12.4 Specifieke gebruiksregels
Tot een gebruik, strijdig met deze bestemming, wordt in ieder geval gerekend:
-
het gebruik van de gronden en bouwwerken voor detailhandel, met uitzondering van kleinschalige verkoop van eigen producten vanuit een verplaatsbaar/verrijdbaar stalletje van niet meer dan 6,00 m², waarbij een reclamebord van 0,50 m bij 1,00 m is toegestaan;
-
het gebruik van de gronden en bouwwerken voor horecadoeleinden anders dan ondergeschikte horeca ten dienste van de maatschappelijke functie;
-
het gebruiken van een bedrijfswoning zodanig dat er meer dan één woning ontstaat;
-
het gebruik van bedrijfswoningen en bijbehorende bijgebouwen in combinatie met een aan-huis-verbonden beroep of een kleinschalige bedrijfsmatige activiteit zodanig dat de vloeroppervlakte ten behoeve van de uitoefening van het beroep of het bedrijf meer bedraagt dan 40 m²;
-
het gebruik van gronden en bouwwerken voor verblijfsrecreatieve doeleinden;
-
het gebruik van vrijstaande bijgebouwen bij een bedrijfswoning voor bewoning;
-
het gebruik van gronden ten behoeve van de bouw en/of de aanleg van een paardrijdbak, tennisbaan of een zwembad met de daarbij behorende bouwwerken.
12.5 Afwijken van de gebruiksregels
12.5.1 Inwoning zorgbehoevenden/zorgverleners
Met een omgevingsvergunning kan worden afgeweken van het bepaalde in lid 12.4 onder c in die zin dat een bedrijfswoning wordt gebruikt voor de huisvesting van meer dan één huishouden, mits:
-
de bewoning uitsluitend plaatsvindt vanuit een oogpunt van zorg;
-
de hulpbehoevendheid wordt aangetoond middels een doktersverklaring of een zorgindicatie.
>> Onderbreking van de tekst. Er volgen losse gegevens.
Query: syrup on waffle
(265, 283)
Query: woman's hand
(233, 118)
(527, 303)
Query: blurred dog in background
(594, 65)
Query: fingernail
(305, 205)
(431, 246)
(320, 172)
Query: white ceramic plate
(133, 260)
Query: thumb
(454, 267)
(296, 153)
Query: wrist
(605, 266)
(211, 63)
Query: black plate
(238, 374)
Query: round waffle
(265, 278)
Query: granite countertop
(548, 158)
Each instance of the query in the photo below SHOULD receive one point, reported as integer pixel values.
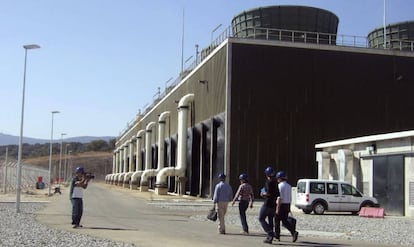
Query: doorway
(388, 183)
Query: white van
(319, 195)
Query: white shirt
(285, 192)
(77, 192)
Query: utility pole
(5, 171)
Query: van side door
(351, 198)
(333, 197)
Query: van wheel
(319, 208)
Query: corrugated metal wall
(285, 100)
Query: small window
(346, 189)
(301, 187)
(317, 188)
(332, 188)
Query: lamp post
(19, 156)
(60, 156)
(215, 29)
(50, 152)
(65, 176)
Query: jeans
(243, 205)
(221, 211)
(269, 213)
(77, 210)
(282, 216)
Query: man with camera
(78, 184)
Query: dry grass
(99, 163)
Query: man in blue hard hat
(269, 192)
(245, 196)
(223, 194)
(283, 207)
(78, 184)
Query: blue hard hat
(269, 171)
(79, 170)
(281, 174)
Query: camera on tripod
(89, 175)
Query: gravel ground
(23, 230)
(388, 230)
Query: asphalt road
(130, 216)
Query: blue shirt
(223, 193)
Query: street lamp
(19, 156)
(60, 157)
(65, 176)
(215, 29)
(50, 152)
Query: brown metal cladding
(284, 100)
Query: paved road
(130, 216)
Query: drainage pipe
(161, 144)
(138, 169)
(179, 170)
(125, 168)
(131, 156)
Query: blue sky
(101, 61)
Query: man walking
(223, 194)
(283, 206)
(78, 184)
(270, 192)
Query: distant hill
(6, 139)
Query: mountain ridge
(6, 139)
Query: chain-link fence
(29, 177)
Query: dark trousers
(243, 205)
(77, 210)
(282, 216)
(269, 213)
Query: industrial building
(270, 88)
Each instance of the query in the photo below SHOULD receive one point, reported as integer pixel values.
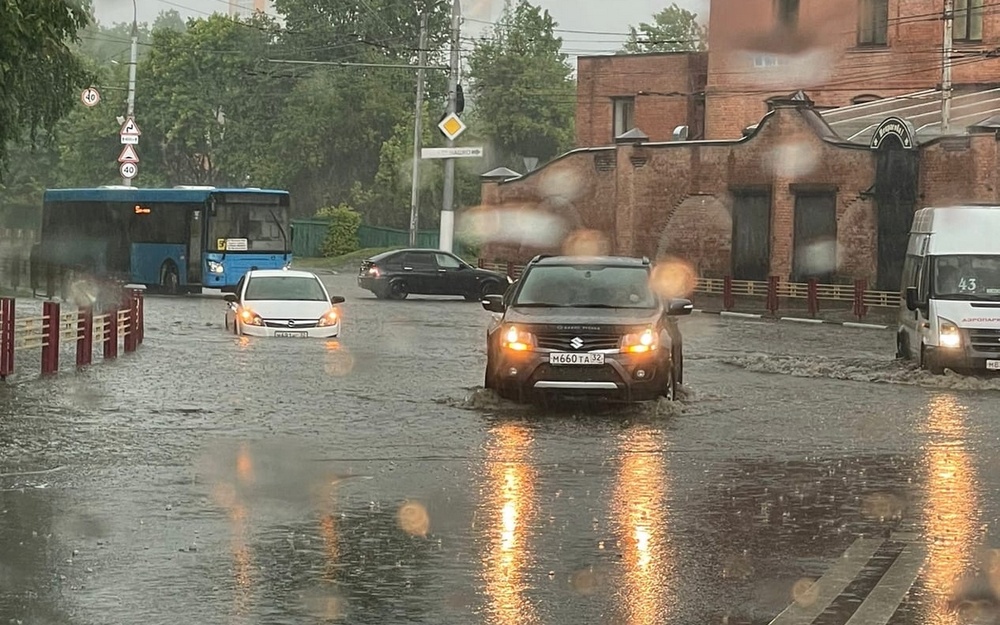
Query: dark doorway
(896, 196)
(815, 253)
(751, 255)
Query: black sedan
(397, 274)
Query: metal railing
(773, 291)
(122, 324)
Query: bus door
(195, 244)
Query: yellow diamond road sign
(452, 127)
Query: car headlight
(949, 335)
(330, 318)
(250, 317)
(640, 342)
(517, 340)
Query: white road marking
(833, 582)
(881, 603)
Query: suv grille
(567, 341)
(985, 341)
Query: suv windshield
(284, 288)
(586, 287)
(967, 277)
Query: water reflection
(950, 516)
(640, 512)
(509, 504)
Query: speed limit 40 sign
(90, 96)
(128, 170)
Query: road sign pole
(131, 74)
(448, 205)
(417, 134)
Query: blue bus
(171, 240)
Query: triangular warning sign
(130, 128)
(128, 155)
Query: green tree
(522, 90)
(40, 73)
(674, 29)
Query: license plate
(564, 358)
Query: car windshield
(586, 287)
(967, 277)
(284, 288)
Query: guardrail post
(6, 337)
(860, 309)
(85, 336)
(772, 294)
(812, 296)
(111, 334)
(50, 344)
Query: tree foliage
(39, 72)
(674, 29)
(523, 93)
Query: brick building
(794, 198)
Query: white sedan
(283, 303)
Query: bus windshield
(967, 277)
(262, 227)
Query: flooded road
(210, 479)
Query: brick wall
(823, 58)
(675, 198)
(667, 84)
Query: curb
(756, 316)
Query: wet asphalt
(212, 479)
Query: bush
(342, 233)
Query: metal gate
(751, 256)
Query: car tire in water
(398, 290)
(169, 280)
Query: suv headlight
(640, 342)
(250, 317)
(517, 340)
(330, 318)
(950, 337)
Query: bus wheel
(169, 281)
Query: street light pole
(131, 72)
(418, 133)
(448, 205)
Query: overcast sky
(604, 16)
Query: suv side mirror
(679, 307)
(493, 303)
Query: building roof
(858, 122)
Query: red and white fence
(54, 328)
(773, 291)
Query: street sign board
(90, 96)
(130, 128)
(128, 170)
(451, 152)
(452, 126)
(128, 155)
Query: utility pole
(418, 133)
(131, 73)
(448, 206)
(949, 37)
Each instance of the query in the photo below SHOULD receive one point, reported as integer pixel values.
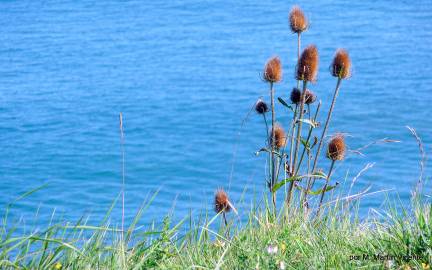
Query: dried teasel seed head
(310, 97)
(280, 137)
(307, 67)
(341, 66)
(336, 148)
(298, 21)
(273, 70)
(295, 95)
(222, 203)
(261, 107)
Deze indicatie of verklaring is niet nodig in geval van een familierelatie in de rechte lijn;
-
er sprake blijft van één hoofdentree, één huisnummer en één meterkast, zodat de beide woonruimtes op de begane grond intern met elkaar verbonden zijn;
-
er geen onevenredige aantasting plaatsvindt van de in geding zijnde belangen waaronder die van omwonenden en (agrarische) bedrijven;
-
na beëindiging van de zorg moet de bedrijfswoning opnieuw ten behoeve van één huishouden in gebruik worden genomen.
12.5.2 Bed and breakfast
Met een omgevingsvergunning kan worden afgeweken van het bepaalde in lid 12.4 onder e in die zin dat de gronden en bouwwerken in combinatie met het wonen worden gebruikt voor logiesverstrekking ten behoeve van recreatieve bewoning in de vorm van bed and breakfast, mits:
-
de logiesverstrekking plaatsvindt binnen de bestaande bedrijfswoning. Er wordt uitgegaan van een bestaande entree (deur);
-
het parkeren uit het zicht - bij voorkeur achter de bebouwing - en op eigen terrein plaatsvindt;
-
er één parkeerplaats per kamer is;
-
er geen sprake is van onevenredige schade voor de aangrenzende (agrarische) bedrijven, in dié zin dat de bedrijven in hun ontwikkelingsmogelijkheden worden beperkt;
-
geen onevenredige afbreuk wordt gedaan aan de verkeersveiligheid en de gebruiksmogelijkheden van de aangrenzende gronden.